Come recita l’antico adagio, “la fortuna gira”, quindi in linea teorica avrei dovuto aspettarmi un miglioramento delle cose, dopo le due pesantissime mazzate iniziali. Invece durante l’estate del 1988 fui vittima di una truffa epocale. Tramite un ditta di arredi per ufficio con la quale collaboravo, entrai in contatto con i titolari di un’attività che stava aprendo i battenti in quei giorni: il negozio sarebbe stato suddiviso in due parti, una per la vendita di pelletteria e una destinata a prodotti di elettronica come impianti Hi-Fi, televisori, autoradio et similia. Già questo anomalo abbinamento merceologico avrebbe dovuto insospettirmi, ma avevo bisogno di lavorare e non mi posi troppe domande. La nuova attività aveva bisogno di loghi, biglietti da visita, carta intestata, buste commerciali, fatture, bolle, cartellonistica e tutto quanto solitamente contemplato nella voce “immagine coordinata”.

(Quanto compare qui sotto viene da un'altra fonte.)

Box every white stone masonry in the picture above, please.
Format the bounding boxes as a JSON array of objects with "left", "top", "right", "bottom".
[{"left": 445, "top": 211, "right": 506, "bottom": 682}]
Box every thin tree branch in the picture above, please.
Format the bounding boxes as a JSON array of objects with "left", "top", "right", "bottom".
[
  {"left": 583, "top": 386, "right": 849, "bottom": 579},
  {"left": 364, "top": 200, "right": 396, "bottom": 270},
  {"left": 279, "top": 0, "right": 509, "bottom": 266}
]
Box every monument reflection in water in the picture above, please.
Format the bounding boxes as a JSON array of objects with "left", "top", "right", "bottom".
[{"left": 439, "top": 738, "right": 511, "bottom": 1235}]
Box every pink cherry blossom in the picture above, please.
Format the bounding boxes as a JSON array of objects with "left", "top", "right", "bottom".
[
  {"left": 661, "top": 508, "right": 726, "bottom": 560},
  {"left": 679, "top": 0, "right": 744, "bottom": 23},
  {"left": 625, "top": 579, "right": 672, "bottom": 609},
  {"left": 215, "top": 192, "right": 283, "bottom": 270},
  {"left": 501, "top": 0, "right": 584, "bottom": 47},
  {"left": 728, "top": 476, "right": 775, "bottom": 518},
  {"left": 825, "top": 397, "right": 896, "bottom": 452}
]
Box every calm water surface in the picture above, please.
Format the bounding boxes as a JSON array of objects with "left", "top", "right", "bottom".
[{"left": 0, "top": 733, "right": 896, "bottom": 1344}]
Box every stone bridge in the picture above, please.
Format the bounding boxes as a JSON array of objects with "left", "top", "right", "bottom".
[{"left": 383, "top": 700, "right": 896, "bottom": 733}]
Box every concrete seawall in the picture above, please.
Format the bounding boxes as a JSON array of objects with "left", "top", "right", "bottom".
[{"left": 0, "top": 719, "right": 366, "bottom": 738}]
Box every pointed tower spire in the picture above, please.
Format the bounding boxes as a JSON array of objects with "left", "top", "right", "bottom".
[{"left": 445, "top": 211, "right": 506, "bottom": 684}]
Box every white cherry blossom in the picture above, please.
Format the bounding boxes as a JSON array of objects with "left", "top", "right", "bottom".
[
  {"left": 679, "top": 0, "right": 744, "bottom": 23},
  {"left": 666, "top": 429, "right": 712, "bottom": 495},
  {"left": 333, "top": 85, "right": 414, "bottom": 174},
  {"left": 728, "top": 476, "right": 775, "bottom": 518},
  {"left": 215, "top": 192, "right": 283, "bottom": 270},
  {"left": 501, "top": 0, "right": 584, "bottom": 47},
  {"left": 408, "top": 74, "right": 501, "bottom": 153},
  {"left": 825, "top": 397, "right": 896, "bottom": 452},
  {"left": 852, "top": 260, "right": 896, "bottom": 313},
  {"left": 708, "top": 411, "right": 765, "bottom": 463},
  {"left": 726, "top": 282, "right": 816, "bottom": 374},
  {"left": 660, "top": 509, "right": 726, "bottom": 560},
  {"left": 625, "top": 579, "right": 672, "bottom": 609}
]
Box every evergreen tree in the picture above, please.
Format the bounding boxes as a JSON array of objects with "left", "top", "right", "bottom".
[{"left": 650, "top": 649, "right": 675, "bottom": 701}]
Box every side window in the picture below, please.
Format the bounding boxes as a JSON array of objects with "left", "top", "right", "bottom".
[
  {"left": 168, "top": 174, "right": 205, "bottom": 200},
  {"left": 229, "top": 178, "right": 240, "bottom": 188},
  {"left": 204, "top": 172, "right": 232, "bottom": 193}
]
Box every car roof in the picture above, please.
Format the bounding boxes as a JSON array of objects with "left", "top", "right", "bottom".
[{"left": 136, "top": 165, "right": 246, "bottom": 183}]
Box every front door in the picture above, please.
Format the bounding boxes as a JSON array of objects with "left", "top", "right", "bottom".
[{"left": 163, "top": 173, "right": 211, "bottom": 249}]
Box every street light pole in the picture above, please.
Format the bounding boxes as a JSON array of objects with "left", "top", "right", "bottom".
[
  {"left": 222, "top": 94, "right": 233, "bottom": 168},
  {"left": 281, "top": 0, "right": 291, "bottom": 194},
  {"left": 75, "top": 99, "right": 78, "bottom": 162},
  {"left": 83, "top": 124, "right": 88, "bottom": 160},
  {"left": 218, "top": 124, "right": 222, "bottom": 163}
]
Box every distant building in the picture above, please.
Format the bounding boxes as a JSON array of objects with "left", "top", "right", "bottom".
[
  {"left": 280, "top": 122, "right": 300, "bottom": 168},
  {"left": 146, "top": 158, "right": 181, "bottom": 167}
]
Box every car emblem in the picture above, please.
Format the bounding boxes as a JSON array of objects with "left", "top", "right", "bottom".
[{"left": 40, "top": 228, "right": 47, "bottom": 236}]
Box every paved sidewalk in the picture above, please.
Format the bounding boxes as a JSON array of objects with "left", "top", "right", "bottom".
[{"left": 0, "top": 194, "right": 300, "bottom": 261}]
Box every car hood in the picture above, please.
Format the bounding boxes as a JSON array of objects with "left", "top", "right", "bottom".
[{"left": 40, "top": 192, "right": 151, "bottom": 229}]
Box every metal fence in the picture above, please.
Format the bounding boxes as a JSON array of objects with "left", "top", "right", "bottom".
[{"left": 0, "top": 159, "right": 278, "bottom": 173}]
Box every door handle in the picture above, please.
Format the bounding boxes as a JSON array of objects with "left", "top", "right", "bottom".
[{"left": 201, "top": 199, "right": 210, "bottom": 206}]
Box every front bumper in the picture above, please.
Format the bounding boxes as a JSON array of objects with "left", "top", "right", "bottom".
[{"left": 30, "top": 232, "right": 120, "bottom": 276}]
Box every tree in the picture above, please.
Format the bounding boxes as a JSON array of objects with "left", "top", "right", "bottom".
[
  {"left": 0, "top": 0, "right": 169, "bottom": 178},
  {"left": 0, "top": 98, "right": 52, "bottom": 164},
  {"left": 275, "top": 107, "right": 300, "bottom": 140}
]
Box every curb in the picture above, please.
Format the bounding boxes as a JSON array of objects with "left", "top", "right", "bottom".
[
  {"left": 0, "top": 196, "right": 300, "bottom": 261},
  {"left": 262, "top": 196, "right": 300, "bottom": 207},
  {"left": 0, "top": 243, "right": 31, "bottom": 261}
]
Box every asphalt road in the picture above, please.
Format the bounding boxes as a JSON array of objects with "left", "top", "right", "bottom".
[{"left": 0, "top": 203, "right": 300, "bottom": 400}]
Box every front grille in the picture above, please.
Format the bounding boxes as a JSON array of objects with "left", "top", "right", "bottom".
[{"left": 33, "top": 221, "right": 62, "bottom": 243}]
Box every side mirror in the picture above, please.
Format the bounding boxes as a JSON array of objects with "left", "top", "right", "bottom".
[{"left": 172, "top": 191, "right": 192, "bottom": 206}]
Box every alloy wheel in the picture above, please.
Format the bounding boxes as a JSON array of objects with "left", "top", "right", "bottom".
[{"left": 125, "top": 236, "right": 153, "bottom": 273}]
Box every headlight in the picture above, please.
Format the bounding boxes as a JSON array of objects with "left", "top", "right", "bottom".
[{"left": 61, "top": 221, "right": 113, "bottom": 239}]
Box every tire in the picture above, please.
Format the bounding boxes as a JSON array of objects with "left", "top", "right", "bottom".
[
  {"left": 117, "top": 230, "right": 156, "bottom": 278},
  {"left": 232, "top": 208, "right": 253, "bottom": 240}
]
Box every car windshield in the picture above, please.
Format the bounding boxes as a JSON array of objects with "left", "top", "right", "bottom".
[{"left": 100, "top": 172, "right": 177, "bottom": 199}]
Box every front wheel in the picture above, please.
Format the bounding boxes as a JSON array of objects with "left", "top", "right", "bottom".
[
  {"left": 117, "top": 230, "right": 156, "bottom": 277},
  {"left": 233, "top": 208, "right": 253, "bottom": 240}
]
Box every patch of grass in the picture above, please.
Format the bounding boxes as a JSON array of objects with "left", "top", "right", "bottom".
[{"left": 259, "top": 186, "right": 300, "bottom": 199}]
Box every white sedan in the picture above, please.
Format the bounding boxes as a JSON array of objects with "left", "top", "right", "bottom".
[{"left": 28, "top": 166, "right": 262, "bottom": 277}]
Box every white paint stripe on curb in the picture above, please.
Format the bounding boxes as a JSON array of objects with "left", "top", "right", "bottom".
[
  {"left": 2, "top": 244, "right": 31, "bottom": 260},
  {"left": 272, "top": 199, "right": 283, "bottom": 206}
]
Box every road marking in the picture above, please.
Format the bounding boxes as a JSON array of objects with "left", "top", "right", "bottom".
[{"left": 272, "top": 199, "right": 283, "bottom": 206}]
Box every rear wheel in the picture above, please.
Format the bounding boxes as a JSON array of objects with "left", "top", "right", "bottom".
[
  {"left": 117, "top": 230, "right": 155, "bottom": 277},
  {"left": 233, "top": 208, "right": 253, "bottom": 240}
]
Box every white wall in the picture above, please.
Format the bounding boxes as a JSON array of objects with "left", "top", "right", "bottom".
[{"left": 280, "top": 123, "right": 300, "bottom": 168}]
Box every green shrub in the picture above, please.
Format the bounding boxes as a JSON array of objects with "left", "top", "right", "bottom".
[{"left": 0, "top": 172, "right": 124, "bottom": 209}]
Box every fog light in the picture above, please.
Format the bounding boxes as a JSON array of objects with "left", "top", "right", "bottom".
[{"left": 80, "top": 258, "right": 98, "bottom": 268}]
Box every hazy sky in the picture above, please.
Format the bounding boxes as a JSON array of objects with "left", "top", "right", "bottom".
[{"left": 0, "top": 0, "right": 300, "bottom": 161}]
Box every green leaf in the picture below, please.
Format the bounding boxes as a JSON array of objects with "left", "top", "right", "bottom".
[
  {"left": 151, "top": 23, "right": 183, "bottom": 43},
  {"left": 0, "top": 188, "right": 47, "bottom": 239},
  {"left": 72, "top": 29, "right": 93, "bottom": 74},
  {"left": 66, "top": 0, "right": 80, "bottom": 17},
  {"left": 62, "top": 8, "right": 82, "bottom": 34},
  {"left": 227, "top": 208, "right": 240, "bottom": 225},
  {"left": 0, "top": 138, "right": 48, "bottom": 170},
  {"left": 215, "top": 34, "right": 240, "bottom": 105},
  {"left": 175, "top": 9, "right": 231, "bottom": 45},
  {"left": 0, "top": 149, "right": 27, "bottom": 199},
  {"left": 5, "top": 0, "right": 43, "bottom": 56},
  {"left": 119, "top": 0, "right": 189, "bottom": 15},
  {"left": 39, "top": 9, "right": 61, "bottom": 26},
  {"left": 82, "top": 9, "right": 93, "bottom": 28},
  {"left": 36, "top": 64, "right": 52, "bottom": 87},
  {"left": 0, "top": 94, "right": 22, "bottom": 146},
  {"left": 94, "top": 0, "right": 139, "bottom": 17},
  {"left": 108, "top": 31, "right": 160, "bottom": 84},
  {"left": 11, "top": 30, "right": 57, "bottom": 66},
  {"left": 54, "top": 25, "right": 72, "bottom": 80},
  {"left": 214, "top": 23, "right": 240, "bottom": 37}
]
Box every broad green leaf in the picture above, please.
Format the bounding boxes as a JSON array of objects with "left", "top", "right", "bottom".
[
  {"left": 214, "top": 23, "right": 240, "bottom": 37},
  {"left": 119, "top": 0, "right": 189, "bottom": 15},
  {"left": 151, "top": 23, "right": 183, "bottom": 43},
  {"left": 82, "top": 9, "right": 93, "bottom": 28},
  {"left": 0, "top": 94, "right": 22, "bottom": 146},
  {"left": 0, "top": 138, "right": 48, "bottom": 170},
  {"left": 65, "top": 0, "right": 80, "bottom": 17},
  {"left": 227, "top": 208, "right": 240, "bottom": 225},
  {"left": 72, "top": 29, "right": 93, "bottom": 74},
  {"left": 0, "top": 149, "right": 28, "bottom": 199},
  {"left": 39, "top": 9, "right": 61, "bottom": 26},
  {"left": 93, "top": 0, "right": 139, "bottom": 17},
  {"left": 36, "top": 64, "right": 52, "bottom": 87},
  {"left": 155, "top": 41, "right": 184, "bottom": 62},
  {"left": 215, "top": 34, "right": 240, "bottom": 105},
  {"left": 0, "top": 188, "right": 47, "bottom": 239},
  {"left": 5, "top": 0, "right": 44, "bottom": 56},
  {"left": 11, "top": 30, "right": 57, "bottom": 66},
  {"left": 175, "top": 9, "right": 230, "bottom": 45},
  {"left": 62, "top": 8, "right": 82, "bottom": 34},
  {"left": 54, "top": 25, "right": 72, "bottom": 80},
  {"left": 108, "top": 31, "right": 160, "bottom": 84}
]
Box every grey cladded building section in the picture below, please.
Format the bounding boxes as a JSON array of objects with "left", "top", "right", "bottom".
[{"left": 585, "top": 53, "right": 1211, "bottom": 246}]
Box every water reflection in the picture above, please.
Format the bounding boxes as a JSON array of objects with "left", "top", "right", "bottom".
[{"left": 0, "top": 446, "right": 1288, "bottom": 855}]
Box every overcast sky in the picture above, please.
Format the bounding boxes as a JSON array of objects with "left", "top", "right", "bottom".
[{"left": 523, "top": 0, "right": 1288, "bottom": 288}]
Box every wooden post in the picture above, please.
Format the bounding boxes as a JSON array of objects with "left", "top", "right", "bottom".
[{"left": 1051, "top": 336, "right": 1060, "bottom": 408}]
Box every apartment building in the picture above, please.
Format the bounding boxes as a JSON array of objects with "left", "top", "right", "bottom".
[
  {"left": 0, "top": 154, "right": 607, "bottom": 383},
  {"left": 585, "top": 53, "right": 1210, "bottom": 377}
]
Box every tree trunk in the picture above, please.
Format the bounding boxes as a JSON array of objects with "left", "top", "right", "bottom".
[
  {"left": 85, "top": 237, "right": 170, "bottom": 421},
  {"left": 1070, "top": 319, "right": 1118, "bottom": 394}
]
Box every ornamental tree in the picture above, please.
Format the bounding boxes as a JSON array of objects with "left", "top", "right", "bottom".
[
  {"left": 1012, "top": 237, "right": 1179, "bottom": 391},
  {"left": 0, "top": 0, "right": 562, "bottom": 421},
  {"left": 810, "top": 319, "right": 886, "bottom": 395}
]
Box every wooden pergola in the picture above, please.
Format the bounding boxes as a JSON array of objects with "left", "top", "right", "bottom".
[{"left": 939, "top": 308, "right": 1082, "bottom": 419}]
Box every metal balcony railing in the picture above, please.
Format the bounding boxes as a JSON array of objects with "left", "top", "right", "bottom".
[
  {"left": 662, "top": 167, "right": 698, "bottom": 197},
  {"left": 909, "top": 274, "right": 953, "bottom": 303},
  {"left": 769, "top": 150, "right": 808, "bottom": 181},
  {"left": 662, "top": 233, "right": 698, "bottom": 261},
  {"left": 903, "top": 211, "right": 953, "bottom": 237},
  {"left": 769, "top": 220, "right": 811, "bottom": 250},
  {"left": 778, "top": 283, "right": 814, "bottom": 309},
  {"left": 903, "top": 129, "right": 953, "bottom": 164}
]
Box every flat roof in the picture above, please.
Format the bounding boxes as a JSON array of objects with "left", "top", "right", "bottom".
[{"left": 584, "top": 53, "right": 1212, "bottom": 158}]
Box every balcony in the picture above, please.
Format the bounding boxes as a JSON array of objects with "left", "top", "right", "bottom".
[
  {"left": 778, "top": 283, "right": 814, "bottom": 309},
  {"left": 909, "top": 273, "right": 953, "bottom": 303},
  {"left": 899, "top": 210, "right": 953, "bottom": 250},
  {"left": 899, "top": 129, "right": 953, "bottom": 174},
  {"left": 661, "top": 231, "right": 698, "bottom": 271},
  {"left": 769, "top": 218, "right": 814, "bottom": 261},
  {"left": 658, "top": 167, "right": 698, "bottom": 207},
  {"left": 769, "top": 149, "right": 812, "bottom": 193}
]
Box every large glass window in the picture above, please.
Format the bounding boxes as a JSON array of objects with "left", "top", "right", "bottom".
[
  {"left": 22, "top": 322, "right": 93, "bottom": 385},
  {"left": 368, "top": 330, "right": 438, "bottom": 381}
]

Lavorai al progetto per l’intero mese di luglio, praticamente senza mai alzare la testa dal tavolo da lavoro: all’epoca il computer e i programmi di grafica erano un lusso abbordabile solo dagli studi affermati, mentre noi piccoli dovevamo darci da fare con china, aerografo, markers Pantone, caratteri Letraset e cartoncini Bainbridge. Riuscii ad ottenere un acconto di 500.000 lire, ma al tempo stesso commisi l’imperdonabile errore di far stampare personalmente tutto il materiale, comprese le insegne. La mia fattura finale fu di circa due milioni e mezzo più IVA, con pagamento a un mese: ovviamente sto parlando sempre delle vecchie lire, quindi si trattava di cifre non astronomiche ma pur sempre importanti, per una piccola attività individuale.

In una notte di metà agosto, il fattaccio: dopo aver rifornito il negozio di pregiati giubbotti di pelle, borse firmate, costosi impianti stereo e televisori di alta qualità, la banda riempì un camion con tutta la merce e sparì nel nulla. Biglietti da visita, buste, insegne e quant’altro servivano solo per procurarsi una certa credibilità verso i fornitori: io ci rimisi un paio di milioni, ma chi andò veramente male furono i grossisti di abbigliamento ed elettronica che si videro sparire merce per centinaia di milioni. Per mia fortuna la tipografia e la fabbrica di insegne capirono la situazione e mi perdonarono, anche se avrebbero avuto facoltà di chiedere a me il saldo del materiale consegnato; ovviamente scattarono le denunce e le indagini del caso, ma com’era facilmente prevedibile non venne mai rintracciata né la banda né tantomeno la preziosa refurtiva.